Ensuite, ton commentaire m'a beaucoup touché : prendre autant de temps pour poster un commentaire aussi long sur un blog inconnu, merci. Tu es très gentille.
ALors, c'est vraiment bizarre que tout le monde me parle de la mort ainsi, alors qu'aucun des textes de ce blog en parle réellement. C'est vrai que c'est pour moi plus ou moins une obsession cette mort mais quand même. Bon, je vais bien en parler un jour ou l'autre. Par contre, moi, je suis beaucoup plus terre-à-terre que toi. Je ne crois pas en une séparation du corps et de l'âme, je ne crois pas en une quelconque survie de l'âme dans un au-delà, je ne crois en rien, en aucun Dieu. Je pense que nous sommes - comme tous les êtres vivants, ceci n'a rien de péjoratif - des machines. Et lorsque la machine s'arrête, et bien, c'est terminé.
Par contre, je suis bien d'accord pour dire que beaucoup de personnes sont... comment dire... inintéressantes pour nous-même. Heureusement, ce que l'on appelle prétentieusement notre "existence" nous permet de rencontrer des gens biens. Celle dont il est question dans ce texte est par exemple une des rares personnes qui vous rendent fier d'être humain et qui relève la condition de l'humanité à un niveau supérieur, qui t'aide à sortir de toi ce qu'il y a de meilleur. Elever ton âme au dessus des autres. (J'utilise souvent le mot "âme", mais cela n'a rien de religieux. Je préfère "âme" à "coeur", je trouve que ça fait neuneu sinon, et puis le coeur, c'est un organe et rien d'autre, une pompe qui te balance du sang pour faire une belle couleur quand tu te coupes, c'est tout.

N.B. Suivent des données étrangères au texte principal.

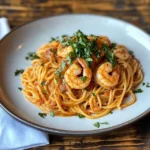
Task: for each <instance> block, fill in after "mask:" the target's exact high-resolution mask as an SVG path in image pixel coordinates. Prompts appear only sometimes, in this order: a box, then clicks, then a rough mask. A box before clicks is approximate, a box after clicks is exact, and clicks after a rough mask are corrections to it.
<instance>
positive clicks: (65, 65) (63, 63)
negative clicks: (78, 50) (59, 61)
mask: <svg viewBox="0 0 150 150" xmlns="http://www.w3.org/2000/svg"><path fill="white" fill-rule="evenodd" d="M65 67H66V62H65V61H62V63H61V68H62V70H64V69H65Z"/></svg>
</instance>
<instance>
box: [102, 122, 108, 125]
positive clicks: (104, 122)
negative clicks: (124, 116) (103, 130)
mask: <svg viewBox="0 0 150 150" xmlns="http://www.w3.org/2000/svg"><path fill="white" fill-rule="evenodd" d="M101 124H107V125H108V124H109V123H108V122H102V123H101Z"/></svg>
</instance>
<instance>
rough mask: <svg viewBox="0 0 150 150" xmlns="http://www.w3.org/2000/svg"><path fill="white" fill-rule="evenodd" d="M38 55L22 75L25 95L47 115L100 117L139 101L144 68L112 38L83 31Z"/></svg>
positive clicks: (49, 43)
mask: <svg viewBox="0 0 150 150" xmlns="http://www.w3.org/2000/svg"><path fill="white" fill-rule="evenodd" d="M36 55H37V56H38V57H36V59H34V60H33V61H32V65H31V66H30V67H29V68H27V69H26V70H25V71H24V72H23V74H22V76H21V80H22V84H23V87H24V89H23V90H22V92H23V94H24V95H25V97H26V98H27V99H28V100H29V101H30V102H32V103H33V104H35V105H36V106H37V107H39V108H40V109H41V110H42V111H43V112H44V113H47V114H48V113H50V112H53V113H54V114H55V115H56V116H57V115H58V116H76V115H78V114H81V115H83V116H85V117H87V118H91V119H94V118H99V117H102V116H105V115H107V114H109V113H110V112H111V111H112V110H113V109H115V108H118V109H122V108H125V107H127V106H130V105H132V104H133V103H134V102H135V101H136V97H135V94H134V93H133V90H134V89H135V88H136V87H137V86H138V85H139V84H140V83H141V82H142V80H143V73H142V69H141V65H140V63H139V61H138V60H137V59H136V58H135V57H134V56H133V55H132V54H130V53H129V51H128V49H127V48H126V47H125V46H123V45H117V44H114V43H111V42H110V40H109V39H108V37H105V36H94V35H91V36H87V35H84V34H83V33H82V32H81V31H78V32H76V33H75V34H74V35H73V36H72V37H69V36H64V37H63V38H62V39H61V40H53V41H51V42H50V43H48V44H45V45H43V46H42V47H40V48H39V49H38V51H37V53H36ZM126 97H128V99H129V100H128V101H126V100H125V98H126Z"/></svg>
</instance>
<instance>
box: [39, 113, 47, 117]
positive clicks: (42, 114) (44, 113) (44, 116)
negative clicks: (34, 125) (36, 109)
mask: <svg viewBox="0 0 150 150" xmlns="http://www.w3.org/2000/svg"><path fill="white" fill-rule="evenodd" d="M38 115H39V116H40V117H41V118H45V117H46V116H47V114H46V113H38Z"/></svg>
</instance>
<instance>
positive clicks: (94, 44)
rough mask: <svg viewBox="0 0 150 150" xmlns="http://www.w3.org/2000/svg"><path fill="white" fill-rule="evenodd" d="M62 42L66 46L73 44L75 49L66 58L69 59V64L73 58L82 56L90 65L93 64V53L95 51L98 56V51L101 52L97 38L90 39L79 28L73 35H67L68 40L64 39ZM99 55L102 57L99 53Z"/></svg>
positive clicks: (77, 57) (63, 44) (68, 59)
mask: <svg viewBox="0 0 150 150" xmlns="http://www.w3.org/2000/svg"><path fill="white" fill-rule="evenodd" d="M62 44H63V45H64V46H72V48H73V50H74V51H73V52H71V53H70V54H69V56H68V57H67V58H66V59H67V60H68V61H69V64H70V63H71V62H72V60H74V59H76V58H78V57H80V58H83V59H84V60H85V61H86V62H87V64H88V65H89V66H91V62H92V53H93V52H94V53H95V54H96V56H97V53H99V52H98V47H97V44H96V40H92V41H90V40H89V39H88V38H87V36H86V35H85V34H83V33H82V32H81V31H80V30H78V31H77V32H76V33H75V34H74V36H73V37H67V40H63V41H62ZM98 57H100V55H99V54H98Z"/></svg>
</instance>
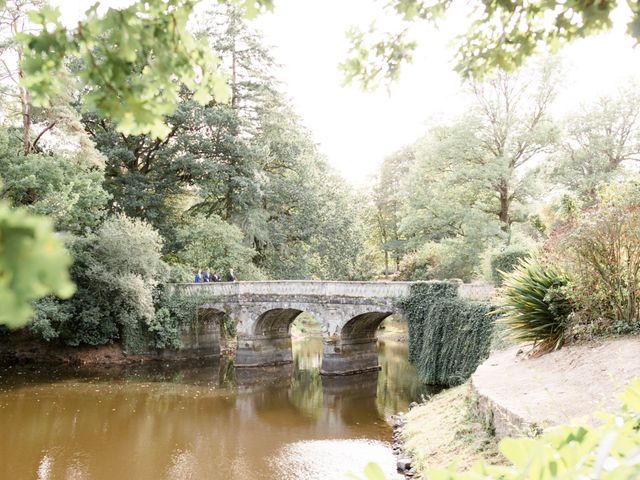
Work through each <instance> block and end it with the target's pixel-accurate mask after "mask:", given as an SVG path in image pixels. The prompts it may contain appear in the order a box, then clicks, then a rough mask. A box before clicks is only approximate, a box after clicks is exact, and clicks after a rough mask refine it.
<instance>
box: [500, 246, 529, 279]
mask: <svg viewBox="0 0 640 480" xmlns="http://www.w3.org/2000/svg"><path fill="white" fill-rule="evenodd" d="M528 257H529V251H528V250H527V249H524V248H522V247H518V246H515V245H511V246H508V247H506V248H505V249H504V250H502V251H501V252H497V253H494V254H493V255H491V278H492V279H493V282H494V283H495V285H496V287H499V286H501V285H502V279H503V278H504V274H506V273H510V272H513V270H514V269H515V268H516V266H517V265H518V264H519V262H520V260H521V259H525V258H528Z"/></svg>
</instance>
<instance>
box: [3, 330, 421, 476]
mask: <svg viewBox="0 0 640 480" xmlns="http://www.w3.org/2000/svg"><path fill="white" fill-rule="evenodd" d="M379 352H380V353H379V358H380V364H381V366H382V369H381V370H380V372H379V373H377V372H376V373H374V374H364V375H352V376H346V377H340V378H329V377H321V376H320V374H319V367H320V361H321V355H322V340H321V339H320V338H313V337H311V338H306V339H302V340H298V341H294V364H293V365H292V366H287V367H277V368H276V367H274V368H261V369H234V368H233V364H232V363H231V362H230V361H229V360H225V359H221V360H216V361H209V362H207V363H203V364H194V363H189V364H184V363H183V364H153V365H152V364H146V365H138V366H127V367H111V368H100V369H97V368H96V369H93V368H92V369H89V368H86V367H83V368H78V369H71V368H69V367H67V368H51V367H48V368H42V367H40V368H35V367H30V368H29V367H7V368H3V369H0V452H1V454H2V455H1V459H0V479H3V480H4V479H6V480H9V479H10V480H21V479H35V478H37V479H39V480H45V479H46V480H52V479H74V480H75V479H96V480H98V479H109V480H114V479H115V480H127V479H135V480H146V479H176V480H178V479H225V480H227V479H242V480H262V479H264V480H272V479H273V480H275V479H278V480H290V479H291V480H293V479H309V480H311V479H343V478H345V476H346V473H347V472H352V473H354V474H356V475H358V476H361V477H362V476H363V474H362V472H363V469H364V467H365V465H366V464H367V463H368V462H370V461H376V462H377V463H378V464H380V465H381V466H382V467H383V469H384V470H385V472H387V475H388V478H397V477H396V474H395V458H394V457H393V455H392V453H391V449H390V441H391V427H390V426H389V424H388V423H387V420H388V418H389V417H390V416H391V415H392V414H394V413H396V412H398V411H403V410H406V409H407V407H408V404H409V403H410V402H411V401H414V400H419V399H420V397H421V395H423V394H427V393H429V388H428V387H426V386H424V385H421V384H420V382H419V381H418V379H417V376H416V372H415V369H414V368H413V366H412V365H410V364H409V363H408V362H407V346H406V345H405V344H402V343H398V342H389V341H386V342H384V341H380V342H379Z"/></svg>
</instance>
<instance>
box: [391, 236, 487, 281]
mask: <svg viewBox="0 0 640 480" xmlns="http://www.w3.org/2000/svg"><path fill="white" fill-rule="evenodd" d="M481 248H482V246H481V245H478V244H476V243H475V242H470V241H465V240H464V239H462V238H450V239H449V238H447V239H443V240H441V241H440V242H428V243H426V244H424V245H422V246H421V247H420V248H419V249H418V250H417V251H416V252H412V253H409V254H407V255H405V257H404V258H403V260H402V262H401V263H400V275H399V278H400V279H403V280H447V279H452V278H456V279H460V280H462V281H463V282H469V281H471V279H472V277H473V275H474V273H475V267H476V265H477V264H478V257H479V255H480V253H481Z"/></svg>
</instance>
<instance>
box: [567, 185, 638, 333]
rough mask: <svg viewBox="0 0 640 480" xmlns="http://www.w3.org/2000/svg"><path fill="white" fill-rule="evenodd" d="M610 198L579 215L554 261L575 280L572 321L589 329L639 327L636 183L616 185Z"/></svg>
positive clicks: (603, 332) (609, 331) (623, 331)
mask: <svg viewBox="0 0 640 480" xmlns="http://www.w3.org/2000/svg"><path fill="white" fill-rule="evenodd" d="M610 190H614V191H615V193H614V196H613V197H611V198H608V199H607V198H606V197H605V198H603V200H602V203H601V205H600V207H599V208H597V209H594V210H587V211H584V212H583V213H581V214H580V216H579V218H578V220H576V222H575V224H574V225H573V228H572V229H571V230H570V231H569V232H568V233H567V234H566V235H565V237H564V238H563V239H562V240H561V241H560V242H559V245H558V247H557V253H556V254H555V257H558V261H563V262H564V263H565V264H566V265H567V268H568V269H570V271H571V273H572V276H573V277H574V280H573V282H572V284H571V290H570V295H571V298H572V300H573V301H574V302H575V304H576V309H577V310H578V315H577V322H578V323H579V324H580V325H582V326H583V327H587V328H588V330H589V333H596V334H597V333H624V331H625V330H627V331H634V330H636V331H637V330H638V328H640V299H639V297H638V292H640V211H638V199H637V193H636V192H637V183H636V182H629V184H627V185H625V184H617V185H614V186H613V187H612V188H611V189H610Z"/></svg>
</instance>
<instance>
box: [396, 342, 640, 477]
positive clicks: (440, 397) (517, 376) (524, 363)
mask: <svg viewBox="0 0 640 480" xmlns="http://www.w3.org/2000/svg"><path fill="white" fill-rule="evenodd" d="M636 377H640V338H638V337H627V338H615V339H606V340H599V341H597V342H590V343H585V344H579V345H570V346H567V347H565V348H562V349H560V350H558V351H556V352H552V353H549V354H547V355H543V356H541V357H538V358H525V357H524V356H523V354H522V349H521V348H519V347H512V348H508V349H506V350H504V351H500V352H496V353H494V354H492V355H491V356H490V357H489V358H488V359H487V360H486V361H485V362H484V363H482V364H481V365H480V366H479V367H478V369H477V370H476V372H475V373H474V374H473V376H472V378H471V380H470V381H469V382H468V383H467V384H465V385H463V386H461V387H456V388H452V389H449V390H447V391H444V392H442V393H440V394H438V395H436V396H434V397H432V399H430V400H429V401H428V402H426V403H423V404H421V405H419V406H416V407H415V408H413V409H411V410H410V411H409V412H408V413H406V414H404V415H403V416H402V417H401V419H400V420H399V421H398V423H399V424H400V425H401V426H400V428H399V432H400V433H399V434H398V436H397V439H398V441H399V442H400V444H401V445H400V448H399V452H398V453H399V458H402V457H404V456H406V457H408V458H409V459H410V461H411V463H412V467H413V469H414V470H415V472H416V473H415V476H413V478H420V475H424V472H425V471H426V470H427V469H429V468H435V467H446V466H447V465H449V464H450V463H451V462H453V461H456V462H458V468H459V469H466V468H468V467H470V466H471V465H473V464H474V463H475V462H476V461H477V460H479V459H483V460H484V461H485V462H487V463H502V462H504V458H503V457H502V456H501V454H500V453H499V452H498V449H497V444H498V442H499V440H500V439H501V438H503V437H505V436H525V435H538V434H540V433H541V432H542V431H543V430H544V429H547V428H550V427H552V426H554V425H558V424H566V423H570V422H572V421H575V420H577V419H582V420H586V421H587V422H590V423H597V422H598V418H597V417H596V416H595V413H596V412H598V411H613V410H615V409H617V408H618V407H619V405H620V403H619V401H618V398H617V397H618V395H619V394H620V393H621V392H622V390H624V388H625V387H626V386H627V385H628V384H629V382H630V381H631V380H632V379H633V378H636Z"/></svg>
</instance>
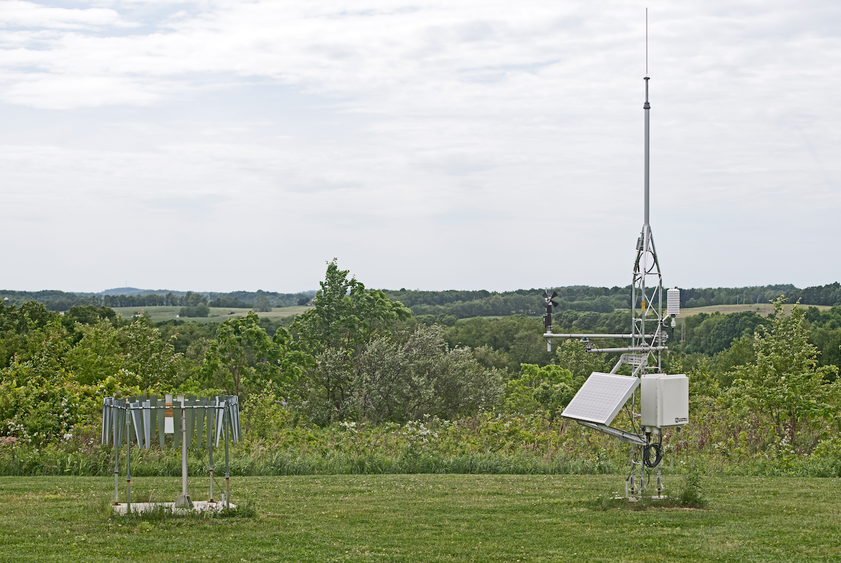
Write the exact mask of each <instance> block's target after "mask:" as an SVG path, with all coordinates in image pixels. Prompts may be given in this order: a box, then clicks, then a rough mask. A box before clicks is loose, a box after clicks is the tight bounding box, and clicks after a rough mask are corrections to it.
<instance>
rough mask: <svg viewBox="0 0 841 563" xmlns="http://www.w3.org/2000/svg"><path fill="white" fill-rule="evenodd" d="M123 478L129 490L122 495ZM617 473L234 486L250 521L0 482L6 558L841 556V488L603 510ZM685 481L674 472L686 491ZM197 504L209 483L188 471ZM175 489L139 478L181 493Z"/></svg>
mask: <svg viewBox="0 0 841 563" xmlns="http://www.w3.org/2000/svg"><path fill="white" fill-rule="evenodd" d="M124 479H125V478H124V476H123V477H122V479H121V483H120V490H121V494H125V481H124ZM623 479H624V477H623V476H622V475H599V476H592V475H587V476H582V475H555V476H547V475H530V476H523V475H330V476H295V477H236V478H232V479H231V491H232V501H233V502H238V503H240V504H243V503H244V501H245V499H246V498H250V499H252V500H253V501H254V506H255V508H256V510H257V516H256V517H254V518H229V519H197V518H183V517H182V518H178V517H170V518H167V519H162V520H147V521H142V520H138V519H125V518H121V517H115V516H109V508H108V504H109V502H111V501H112V500H113V485H114V482H113V479H111V478H108V477H98V478H94V477H2V478H0V537H3V538H4V539H3V541H2V542H0V560H3V561H39V562H41V561H114V560H119V561H173V560H175V561H203V560H215V561H249V562H251V561H317V562H326V561H359V562H367V561H399V562H407V563H408V562H412V563H414V562H420V561H423V562H453V561H493V562H497V561H498V562H502V561H510V562H516V561H522V562H526V561H536V562H539V561H574V562H576V563H580V562H582V561H587V562H591V561H605V562H607V561H610V562H613V561H623V562H625V561H627V562H644V561H646V562H647V561H687V562H688V561H733V562H736V561H763V562H773V561H798V562H802V561H838V560H839V559H841V480H839V479H818V478H782V477H777V478H757V477H706V478H705V479H704V481H703V492H704V494H705V496H706V498H707V499H708V505H707V508H705V509H700V510H698V509H691V510H690V509H678V508H671V509H665V508H648V509H646V510H633V509H631V508H628V506H627V505H623V506H622V507H621V508H619V509H617V508H608V509H604V508H603V506H602V505H601V503H599V502H598V500H597V499H598V498H599V497H600V496H602V497H604V496H607V495H613V494H615V493H617V492H618V491H619V490H620V489H621V488H622V487H623ZM680 480H681V477H680V476H668V477H667V478H666V487H667V489H668V488H669V487H677V486H679V484H680ZM190 486H191V493H192V495H193V498H194V499H195V500H202V499H203V498H205V497H206V495H207V491H206V490H205V489H206V486H207V484H206V480H205V479H202V478H192V479H191V482H190ZM179 489H180V480H179V479H178V478H174V477H148V478H135V479H133V480H132V491H133V495H134V496H135V499H137V498H138V497H140V496H144V495H145V496H146V497H148V496H151V497H152V498H153V499H158V500H171V499H174V498H175V496H177V493H178V491H179Z"/></svg>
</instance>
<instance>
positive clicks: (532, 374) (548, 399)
mask: <svg viewBox="0 0 841 563" xmlns="http://www.w3.org/2000/svg"><path fill="white" fill-rule="evenodd" d="M588 375H589V374H588ZM583 383H584V379H581V378H575V377H573V374H572V372H571V371H569V370H568V369H564V368H562V367H560V366H557V365H548V366H543V367H540V366H537V365H534V364H523V365H522V371H521V372H520V377H518V378H516V379H512V380H511V381H509V382H508V384H507V385H506V390H505V408H506V410H508V411H510V412H515V413H519V414H533V413H536V412H538V411H543V412H545V413H547V414H548V416H549V418H550V419H554V418H555V414H556V413H557V411H558V409H560V408H562V407H565V406H566V405H567V404H569V402H570V401H571V400H572V398H573V397H574V396H575V393H576V392H577V391H578V389H579V388H580V387H581V385H582V384H583Z"/></svg>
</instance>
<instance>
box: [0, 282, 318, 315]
mask: <svg viewBox="0 0 841 563" xmlns="http://www.w3.org/2000/svg"><path fill="white" fill-rule="evenodd" d="M119 290H125V291H126V292H125V293H117V291H119ZM164 291H166V293H164ZM260 296H263V297H266V298H267V299H268V300H269V304H270V306H271V307H292V306H294V305H305V304H306V303H307V302H308V301H310V300H311V299H312V298H313V297H314V296H315V291H303V292H300V293H276V292H273V291H262V290H257V291H232V292H229V293H222V292H213V291H208V292H192V291H186V292H185V291H168V290H159V292H158V293H155V291H153V290H147V289H137V288H131V287H127V288H119V289H117V290H113V289H111V290H105V291H102V292H99V293H69V292H65V291H57V290H44V291H13V290H5V289H4V290H0V299H8V303H9V304H10V305H21V304H23V303H26V302H27V301H38V302H39V303H43V304H44V306H45V307H46V308H47V309H48V310H50V311H68V310H70V308H71V307H78V306H84V305H94V306H96V307H102V306H105V307H155V306H176V307H196V306H198V305H210V306H211V307H213V306H219V307H251V306H252V304H253V303H254V300H255V299H257V298H258V297H260Z"/></svg>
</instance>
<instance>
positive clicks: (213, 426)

C'est vrai que la mort est belle, et qu'elle peut nous libérer de tout cela. Mais elle ne nous libérera de rien. Ou plutôt, de tout. Mais rien ne viendra après. Mourir, c'est accépter de n'être plus rien pour soi-même et pour les autres, accépter de perdre ces morceaux de vie que l'on a aimés, parce que les autres pèsent trop dans la balance.

Je suis en tous cas - encore une fois - très touché par ton passage et ton attention. Merci. Si tu veux, tu peux aussi me lire à cette adresse : http://motsnouveaux.skynetblogs.be

A bientôt, je vais passer te voir sur ton blog.